Abstract
Abstract 4895
The treatment of primary central nervous system lymphoma (PCNSL) is characterized by high rates of toxicity and intracranial relapse despite initial response. High-dose methotrexate (HD-MTX), with or without cranial irradiation, has become the standard of care; combining this with other chemotherapeutic agents has improved complete remission rates but at the expense of increased treatment-related adverse events, particularly haematologic and neurologic toxicity. Cytarabine has been used in combination with etoposide (CYVE) as a salvage therapy for patients who have been refractory to or relapsed after HD-MTX-based regimens (Soussain C et al, J. Clin. Oncol. 2001; Soussain C et al, J. Clin. Oncol. 2008). In these studies, cytarabine was given as an infusion at a dose of 50mg/m2/d over 12 hours on days 1–5, and at a dose of 2g/m2/d over 3 hours on days 2–5 with etoposide at 200mg/m2/d on days 2–5. Both responders and non-responders were eligible to proceed to autologous stem cell transplant (autoSCT) using a conditioning regimen of thiotepa 250mg/m2/d on days -9 to -7, busulfan 10mg/kg total dose po or 8mg/kg total dose iv over days -6 to -4, and cyclophosphamide 60 mg/m2/d on days -3 to -2. Median OS was 58.6 months in patients able to undergo autoSCT, but with significant neurotoxicity that may have been related in part to prior therapies.

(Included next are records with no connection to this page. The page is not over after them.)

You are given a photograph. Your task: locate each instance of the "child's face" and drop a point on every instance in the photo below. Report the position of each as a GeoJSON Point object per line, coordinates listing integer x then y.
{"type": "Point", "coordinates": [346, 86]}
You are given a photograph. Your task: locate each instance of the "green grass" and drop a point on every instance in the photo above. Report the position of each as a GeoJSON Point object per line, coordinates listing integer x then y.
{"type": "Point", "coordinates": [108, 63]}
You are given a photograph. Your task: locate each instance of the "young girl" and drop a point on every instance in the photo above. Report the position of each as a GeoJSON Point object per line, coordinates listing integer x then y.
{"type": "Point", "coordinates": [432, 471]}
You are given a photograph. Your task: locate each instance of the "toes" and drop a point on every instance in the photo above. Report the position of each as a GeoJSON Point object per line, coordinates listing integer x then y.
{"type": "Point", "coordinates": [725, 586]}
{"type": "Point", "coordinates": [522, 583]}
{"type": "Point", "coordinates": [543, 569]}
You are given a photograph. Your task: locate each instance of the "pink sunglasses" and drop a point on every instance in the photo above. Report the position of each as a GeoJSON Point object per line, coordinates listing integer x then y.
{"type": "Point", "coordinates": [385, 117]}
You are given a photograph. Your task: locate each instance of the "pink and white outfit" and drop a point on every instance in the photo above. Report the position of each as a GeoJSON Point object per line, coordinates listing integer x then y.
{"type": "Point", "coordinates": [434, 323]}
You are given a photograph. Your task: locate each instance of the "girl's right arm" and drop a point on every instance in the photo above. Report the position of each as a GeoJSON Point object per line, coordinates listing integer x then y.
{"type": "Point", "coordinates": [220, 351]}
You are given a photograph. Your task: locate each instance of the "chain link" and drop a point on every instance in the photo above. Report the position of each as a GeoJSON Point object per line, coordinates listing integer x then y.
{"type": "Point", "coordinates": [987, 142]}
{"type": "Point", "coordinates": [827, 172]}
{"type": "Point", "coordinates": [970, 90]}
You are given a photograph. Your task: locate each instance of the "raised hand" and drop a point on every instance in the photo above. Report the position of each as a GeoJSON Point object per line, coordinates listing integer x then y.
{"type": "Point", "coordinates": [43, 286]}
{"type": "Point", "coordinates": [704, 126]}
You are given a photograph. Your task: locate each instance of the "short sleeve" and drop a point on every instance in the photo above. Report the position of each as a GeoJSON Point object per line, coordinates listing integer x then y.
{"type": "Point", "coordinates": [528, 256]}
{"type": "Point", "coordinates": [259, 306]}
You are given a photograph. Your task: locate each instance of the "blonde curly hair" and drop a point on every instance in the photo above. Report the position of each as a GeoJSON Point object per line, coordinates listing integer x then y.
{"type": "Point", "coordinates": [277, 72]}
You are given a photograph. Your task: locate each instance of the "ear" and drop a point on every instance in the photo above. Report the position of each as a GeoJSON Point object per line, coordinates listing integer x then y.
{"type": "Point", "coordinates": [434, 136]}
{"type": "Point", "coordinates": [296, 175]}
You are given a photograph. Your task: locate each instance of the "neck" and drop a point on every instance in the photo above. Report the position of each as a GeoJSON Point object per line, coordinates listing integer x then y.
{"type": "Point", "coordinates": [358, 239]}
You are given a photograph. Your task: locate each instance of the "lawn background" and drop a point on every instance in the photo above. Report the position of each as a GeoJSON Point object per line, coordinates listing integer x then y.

Given its excellent CNS penetration, CYVE may be an effective regimen in previously untreated patients, with lower risk of neurotoxicity. We have used CYVE as a first-line therapy for patients with PCNSL who are potentially eligible for subsequent autoSCT. Between January 1, 2005 and December 31, 2009, 7 patients with a diagnosis of PCNSL were treated with first-line CYVE using the regimen described above. All were HIV negative, showed no disease outside of the CNS on bone marrow biopsy and staging CT or PET scan, and had biopsy-proven PCNSL with diffuse large B-cell histology. Median age was 55 (42-61) with 4 female and 3 male patients. Median International Extranodal Lymphoma Study Group Prognostic Index score was 2 (0-2), although in actuality may have been higher, as 4 patients were not able to undergo lumbar puncture at diagnosis. ECOG status was < 2 in 3 patients, ≥ 2 in 3 patients, and not documented in 1 case. Patients received a median of 2 cycles of CYVE (1-3), with 2 receiving concurrent rituximab and the 1 patient with intra-ocular lymphoma receiving post-adjuvant orbital radiation. No cranial radiation was administered. Five patients achieved CR and proceeded to autoSCT. Two patients had a PR but later died of progressive disease at day +48 and day +117, respectively. In both cases, however, the patients were suspected of having disease long before they were treated with CYVE. The first had presented 3 years prior to the diagnosis with a solitary brain lesion that resolved with decadron monotherapy before pathologic documentation. The second had had a brain biopsy that failed to show malignant disease 4 months before the PCNSL diagnosis was confirmed and treatment initiated. Median OS and PFS for the group have not yet been reached with mean follow-up of 657 days. Among the 5 patients who achieved CR, all patients remain alive in CR with a mean follow-up of 841 days (320-1262 days), or 28 months. Toxicities included at least 1 episode of febrile neutropenia in all 7 patients, 2 possible but unconfirmed cases of pulmonary aspergillosis, 2 cases of drug-induced hepatitis (with ALT > 3x ULN), 1 case of toxic epidermal necrolysis secondary to imipenem use during an episode of febrile neutropenia, 1 small bowel obstruction requiring surgical intervention, and 1 case of late grade 2 neurotoxicity presenting 3 years after treatment.
In this small cohort of patients, first-line CYVE has shown to be highly effective (ORR 100%, CR 71%) with minimal long-term toxicity compared to that which is seen using it as a salvage therapy. When followed by autoSCT, long-term survival with preserved quality of life may be possible. A prospective study would be necessary to confirm these initial results in practice.
No relevant conflicts of interest to declare.